図8で示したように、光ファイバ通信システムにおいて、ディジタル信号のパルスの広がりは光源スペクトルの関数となっています。すなわち、レーザのスペクトルの広がりが小さいほど、ディジタル信号のパルスの広がりは小さく抑えられ、より高速で長距離の通信が可能となります。
図22に示した近距離用レーザは、光スペアナを使用して光スペクトルの広がり幅を測定します。
図23に示した長距離用レーザは、光スペクトルが単一性に優れているため、評価指標としては光スペクトルのピークレベルに対してセカンドピークがどれだけ抑圧されているかを測定します。

近距離通信用レーザの光スペクトル測定例
図22 近距離通信用レーザの光スペクトル測定例

長距離通信用レーザの光スペクトル測定例
図23 長距離通信用レーザの光スペクトル測定例

光ファイバアンプの利得も光スペアナで測定

光ファイバケーブルの損失はゼロではないので、光も長距離の伝送をすると減衰していきます。

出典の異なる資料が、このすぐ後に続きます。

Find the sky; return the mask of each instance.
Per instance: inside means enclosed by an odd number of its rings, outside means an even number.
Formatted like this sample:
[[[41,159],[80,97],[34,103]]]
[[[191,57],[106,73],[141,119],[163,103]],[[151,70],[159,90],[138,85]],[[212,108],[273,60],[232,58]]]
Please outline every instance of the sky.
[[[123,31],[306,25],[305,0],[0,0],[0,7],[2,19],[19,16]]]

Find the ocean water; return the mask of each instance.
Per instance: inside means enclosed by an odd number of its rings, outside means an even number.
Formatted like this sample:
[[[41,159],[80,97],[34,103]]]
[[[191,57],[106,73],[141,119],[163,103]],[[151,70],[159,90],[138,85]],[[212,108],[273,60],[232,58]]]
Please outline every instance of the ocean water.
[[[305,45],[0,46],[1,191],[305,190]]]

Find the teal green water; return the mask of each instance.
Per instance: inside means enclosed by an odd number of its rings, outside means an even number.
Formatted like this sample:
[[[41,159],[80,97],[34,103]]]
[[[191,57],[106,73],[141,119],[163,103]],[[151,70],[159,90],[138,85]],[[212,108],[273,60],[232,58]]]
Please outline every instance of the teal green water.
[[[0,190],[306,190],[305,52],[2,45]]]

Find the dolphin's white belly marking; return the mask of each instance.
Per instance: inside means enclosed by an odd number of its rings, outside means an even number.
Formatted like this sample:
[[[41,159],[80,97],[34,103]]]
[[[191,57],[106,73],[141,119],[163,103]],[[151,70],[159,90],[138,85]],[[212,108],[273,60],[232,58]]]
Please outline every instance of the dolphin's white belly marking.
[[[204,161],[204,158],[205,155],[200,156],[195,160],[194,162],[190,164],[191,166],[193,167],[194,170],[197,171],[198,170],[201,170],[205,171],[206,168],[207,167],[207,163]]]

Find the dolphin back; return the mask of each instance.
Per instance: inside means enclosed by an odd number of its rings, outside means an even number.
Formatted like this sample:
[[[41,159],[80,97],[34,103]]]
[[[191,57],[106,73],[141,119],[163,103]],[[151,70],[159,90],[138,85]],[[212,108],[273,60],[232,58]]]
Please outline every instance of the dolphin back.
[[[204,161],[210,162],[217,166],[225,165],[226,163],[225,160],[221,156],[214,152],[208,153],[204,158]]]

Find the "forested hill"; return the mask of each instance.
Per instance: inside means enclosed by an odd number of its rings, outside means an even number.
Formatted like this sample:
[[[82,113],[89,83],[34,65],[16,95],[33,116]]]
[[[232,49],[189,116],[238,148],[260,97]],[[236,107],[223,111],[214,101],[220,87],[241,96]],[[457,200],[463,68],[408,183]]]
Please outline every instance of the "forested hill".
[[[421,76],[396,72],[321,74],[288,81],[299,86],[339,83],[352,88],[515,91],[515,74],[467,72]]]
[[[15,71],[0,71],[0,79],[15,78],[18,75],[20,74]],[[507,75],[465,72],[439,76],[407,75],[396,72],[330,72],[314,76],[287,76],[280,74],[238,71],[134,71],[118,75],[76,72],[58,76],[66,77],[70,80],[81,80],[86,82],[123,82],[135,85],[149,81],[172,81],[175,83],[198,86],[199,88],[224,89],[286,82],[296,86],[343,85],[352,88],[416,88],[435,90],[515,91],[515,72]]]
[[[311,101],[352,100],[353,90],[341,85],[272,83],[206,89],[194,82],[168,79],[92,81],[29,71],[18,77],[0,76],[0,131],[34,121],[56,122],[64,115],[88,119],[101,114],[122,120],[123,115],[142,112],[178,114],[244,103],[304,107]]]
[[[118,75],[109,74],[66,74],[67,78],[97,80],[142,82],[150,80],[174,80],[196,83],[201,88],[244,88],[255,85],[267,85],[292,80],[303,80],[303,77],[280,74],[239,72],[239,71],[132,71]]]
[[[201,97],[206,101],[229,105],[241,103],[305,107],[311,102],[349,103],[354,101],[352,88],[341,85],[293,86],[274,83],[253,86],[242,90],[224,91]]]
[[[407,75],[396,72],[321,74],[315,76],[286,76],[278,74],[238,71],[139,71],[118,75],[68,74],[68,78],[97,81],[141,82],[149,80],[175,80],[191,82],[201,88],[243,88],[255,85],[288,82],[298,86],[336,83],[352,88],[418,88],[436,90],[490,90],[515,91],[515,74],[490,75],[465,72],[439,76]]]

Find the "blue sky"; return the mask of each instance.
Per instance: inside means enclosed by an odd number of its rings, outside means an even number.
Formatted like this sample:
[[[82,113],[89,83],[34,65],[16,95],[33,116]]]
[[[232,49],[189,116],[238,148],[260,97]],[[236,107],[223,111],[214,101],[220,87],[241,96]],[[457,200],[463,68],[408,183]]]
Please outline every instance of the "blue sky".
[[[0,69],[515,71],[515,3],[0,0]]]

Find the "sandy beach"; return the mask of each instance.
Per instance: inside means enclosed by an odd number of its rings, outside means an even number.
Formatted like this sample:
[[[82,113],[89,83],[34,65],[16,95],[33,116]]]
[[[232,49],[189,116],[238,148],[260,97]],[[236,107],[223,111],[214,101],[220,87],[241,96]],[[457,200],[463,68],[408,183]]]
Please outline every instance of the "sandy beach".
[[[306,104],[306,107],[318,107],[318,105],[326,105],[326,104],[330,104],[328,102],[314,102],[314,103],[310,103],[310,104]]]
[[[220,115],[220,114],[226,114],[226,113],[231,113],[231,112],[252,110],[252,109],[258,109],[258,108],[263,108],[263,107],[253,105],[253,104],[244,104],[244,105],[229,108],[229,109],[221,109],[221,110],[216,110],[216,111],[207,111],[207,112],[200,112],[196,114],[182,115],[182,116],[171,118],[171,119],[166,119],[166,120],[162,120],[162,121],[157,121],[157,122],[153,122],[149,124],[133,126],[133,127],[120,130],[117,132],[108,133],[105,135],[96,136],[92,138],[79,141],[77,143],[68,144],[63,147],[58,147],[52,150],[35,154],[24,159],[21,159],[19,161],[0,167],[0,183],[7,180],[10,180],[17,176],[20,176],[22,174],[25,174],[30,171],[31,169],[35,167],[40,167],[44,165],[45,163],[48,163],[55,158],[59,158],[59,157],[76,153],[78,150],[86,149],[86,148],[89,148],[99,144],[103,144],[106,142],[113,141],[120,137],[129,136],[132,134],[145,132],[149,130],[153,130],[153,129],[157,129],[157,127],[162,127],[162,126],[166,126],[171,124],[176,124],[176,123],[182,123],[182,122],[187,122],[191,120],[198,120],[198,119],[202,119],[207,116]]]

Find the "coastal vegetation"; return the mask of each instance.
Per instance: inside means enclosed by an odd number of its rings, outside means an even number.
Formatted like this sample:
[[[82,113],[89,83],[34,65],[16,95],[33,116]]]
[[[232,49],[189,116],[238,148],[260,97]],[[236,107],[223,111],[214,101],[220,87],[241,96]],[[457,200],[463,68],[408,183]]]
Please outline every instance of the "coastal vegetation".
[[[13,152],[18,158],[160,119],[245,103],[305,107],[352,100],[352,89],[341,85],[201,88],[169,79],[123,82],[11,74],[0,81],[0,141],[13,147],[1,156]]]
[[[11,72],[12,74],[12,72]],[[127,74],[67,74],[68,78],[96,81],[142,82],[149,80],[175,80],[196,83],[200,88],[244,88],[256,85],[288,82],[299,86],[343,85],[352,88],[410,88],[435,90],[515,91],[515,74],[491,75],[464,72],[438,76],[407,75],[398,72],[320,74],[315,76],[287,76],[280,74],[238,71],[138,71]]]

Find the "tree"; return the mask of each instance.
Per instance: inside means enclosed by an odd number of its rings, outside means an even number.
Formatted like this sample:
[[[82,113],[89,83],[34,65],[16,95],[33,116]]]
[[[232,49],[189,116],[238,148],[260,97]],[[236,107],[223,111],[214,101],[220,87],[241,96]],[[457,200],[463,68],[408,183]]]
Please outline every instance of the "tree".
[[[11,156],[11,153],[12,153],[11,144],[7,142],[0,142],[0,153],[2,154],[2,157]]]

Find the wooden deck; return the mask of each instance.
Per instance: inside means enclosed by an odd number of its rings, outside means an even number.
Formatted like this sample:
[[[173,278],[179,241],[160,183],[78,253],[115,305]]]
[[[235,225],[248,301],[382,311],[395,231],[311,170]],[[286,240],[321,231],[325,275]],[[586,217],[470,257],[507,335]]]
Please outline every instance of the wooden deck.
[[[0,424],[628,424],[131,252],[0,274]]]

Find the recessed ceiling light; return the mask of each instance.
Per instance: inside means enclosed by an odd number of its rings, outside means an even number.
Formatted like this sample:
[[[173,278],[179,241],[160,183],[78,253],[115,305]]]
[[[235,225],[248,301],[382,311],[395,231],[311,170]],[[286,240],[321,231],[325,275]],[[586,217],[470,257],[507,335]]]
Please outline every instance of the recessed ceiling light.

そこで、図9で説明した光ファイバアンプを使用して、信号を増幅しながら長距離通信を実現します。
光ファイバアンプの重要な評価項目として利得の評価があります。光ファイバアンプの入出力信号の光スペクトルをそれぞれ測定することで、次式により利得G (倍)を求めることができます。
 G= (Pout-PASE) / Pin

  Pout:光ファイバアンプの出力光
  PASE:光ファイバアンプのASE光
  Pin:光ファイバアンプへの入力光

図24に光ファイバアンプの利得測定の一例を示します。
ここでは1波長の信号を増幅する例を挙げましたが、光ファイバアンプは、WDM信号を一括して増幅することが可能です。